Ukraine conflict stresses retired/active service families
JACKSONVILLE, N.C. (WITN) - Families of retired and current service members say talks of war bring them stress.
“The stress level is unbelievable. You’re not only trying to be strong because [of] your husband or child, but if you have children you’ve got to be strong for them,” said Bette LaPenta, wife a retired marine, mother of a retired naval sailor, and grandmother of a 1st Sgt. in the Marine Corps.
Christy Pastor, wife of a retired Marine, agrees with LaPenta’s sentiment.
“It’s scary. It’s difficult, but you have to be in the now, in the know,” she said.
The reason for the current fears of U.S. military conflict? The Pentagon is putting about 8,500 U.S.-based troops on heightened alert for potential deployment to Europe after rising fears of a possible Russian military action on Ukraine.
Pentagon press secretary John Kirby said Monday no final decisions have been made on deployments, which he said would happen only if the NATO alliance decides to activate a rapid response force “or if other situations develop.”

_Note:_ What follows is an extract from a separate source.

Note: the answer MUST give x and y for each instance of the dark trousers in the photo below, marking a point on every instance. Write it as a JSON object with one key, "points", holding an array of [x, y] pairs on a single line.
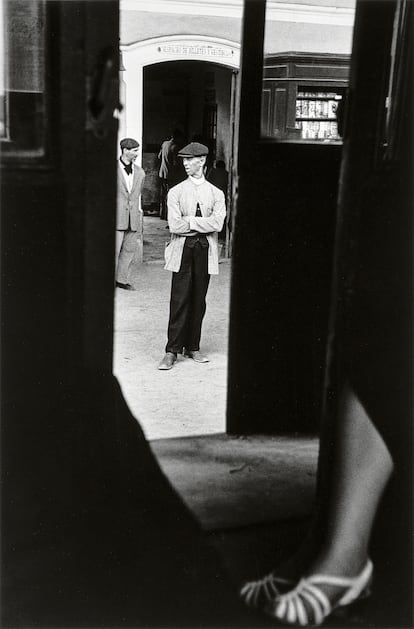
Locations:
{"points": [[188, 300]]}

Experts estimate there are close to 100,000 Russian troops near the Ukraine border. Russia is demanding that NATO make a promise that Ukraine will never be allowed to join the organization.
Dr. Armin Krishnan, East Carolina University political science professor and foreign policy expert, says he feels war is unlikely due to several European countries in NATO having a dependence on Russian resources.
“In particular Germany has become heavily dependent on Russian gas and if there was a war obviously they would be cut off. Europe would also suffer more from the economic repercussions of a war with Russia,” Krishnan said.
“Russia,” he continued, “has given the vast clear red line so they will not tolerate the NATO membership of Ukraine and they will not tolerate the presence of foreign troops in Ukraine. So as long as that doesn’t happen, the Russians will not invade.”